GAG #15 closes our subject of study, and, typically of these cartoons, provides a weak ending. Some sharp character animation makes it worth a glut of screen captures.
Elmerhead expresses lack of faith in magician's saw-a-man-in-half trick. "It's done with mirrors!"


Narrator invites him to prove it's a hoax, via participation. Elmerhead's look of worried reluctance is priceless.

What happens is exactly what you think happens. This might've already been stale in '39.
Grace-note of Elmerhead chasing his lower half improves limp ending.
Let's score Believe It or Else. With the assumption that a cartoon has a potential high rating of 100, and that each bad/lame gag subtracts 5 or 10 points, while each good gag adds 5; a great gag adds 10, We start with a blank slate of zero--what's the verdict?
It earns a mediocre but not abysmal 40. Had Believe It or Else ended after its outer space suite, it would have hit a respectable 60. Some of Avery's later spot-gag cartoons will hit surprising lows.


For its time, BIoE offered audiences nine-ish minutes of harmless laffs, spiced with current pop culture references in moments sometimes possessed of a bracing speed and humor. It filled the spot on the program, and left Avery and his boys to come up with something better on the next go-round.

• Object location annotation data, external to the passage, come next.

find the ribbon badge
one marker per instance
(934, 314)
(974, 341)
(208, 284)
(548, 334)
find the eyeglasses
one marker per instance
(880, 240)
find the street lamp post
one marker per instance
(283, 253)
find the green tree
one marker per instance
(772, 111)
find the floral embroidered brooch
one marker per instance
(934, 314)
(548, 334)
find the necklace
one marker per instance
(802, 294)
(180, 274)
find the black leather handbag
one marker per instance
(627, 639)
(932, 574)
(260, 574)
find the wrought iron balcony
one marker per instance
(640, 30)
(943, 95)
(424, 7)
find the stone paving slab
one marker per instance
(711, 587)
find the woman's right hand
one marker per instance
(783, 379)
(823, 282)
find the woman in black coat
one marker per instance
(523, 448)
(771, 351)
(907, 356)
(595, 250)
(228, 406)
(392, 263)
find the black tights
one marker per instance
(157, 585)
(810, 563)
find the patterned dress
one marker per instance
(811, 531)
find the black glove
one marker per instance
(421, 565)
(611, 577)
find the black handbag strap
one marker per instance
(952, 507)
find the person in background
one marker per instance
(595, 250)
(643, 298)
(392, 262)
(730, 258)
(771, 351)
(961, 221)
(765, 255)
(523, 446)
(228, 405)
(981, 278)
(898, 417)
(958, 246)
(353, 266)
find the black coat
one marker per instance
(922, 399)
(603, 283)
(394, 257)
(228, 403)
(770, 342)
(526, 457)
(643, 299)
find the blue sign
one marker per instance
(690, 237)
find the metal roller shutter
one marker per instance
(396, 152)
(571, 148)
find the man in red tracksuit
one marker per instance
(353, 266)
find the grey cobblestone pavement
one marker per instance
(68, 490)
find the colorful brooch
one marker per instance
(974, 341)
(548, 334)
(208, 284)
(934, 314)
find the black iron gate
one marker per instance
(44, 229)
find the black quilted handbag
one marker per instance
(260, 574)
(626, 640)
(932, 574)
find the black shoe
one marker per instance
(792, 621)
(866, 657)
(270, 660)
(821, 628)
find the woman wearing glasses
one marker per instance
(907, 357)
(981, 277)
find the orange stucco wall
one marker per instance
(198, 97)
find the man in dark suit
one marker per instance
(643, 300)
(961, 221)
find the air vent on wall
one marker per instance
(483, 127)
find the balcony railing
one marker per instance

NEXT GO-ROUND: Dangerous Dan McFoo--and the birth of a notion.
______________________________
*
Keith Scott was stumped as to the ID of the film's narrator. It's a familiar voice, but the actor's slight adoption of Robert Ripley's speech style blurs his expert ears. If anyone out there has verifiable information of the performer, by all means let us know.


2 comments:

  1. Some sources claim Cliff Nazarro as the voice of Ripley (that may or may not be true, but it feels like it).....

    ReplyDelete
  2. (Accidentally posted to the "Thugs With Dirty Mugs" review by mistake):
    Great cartoon and review, all ten minutes of it, favorite gags include the long pan over multiple states and the pigs (pig call), the wishing well and matchstick games are among them.

    I believe Phil Kramer (as in "Hamatuer Night" with Elmerhead, where he does the starring emcee) narrates.

    This is one of a handful of 1939 WB cartoons to open with the scroll over the shield (and in a rather scary large font).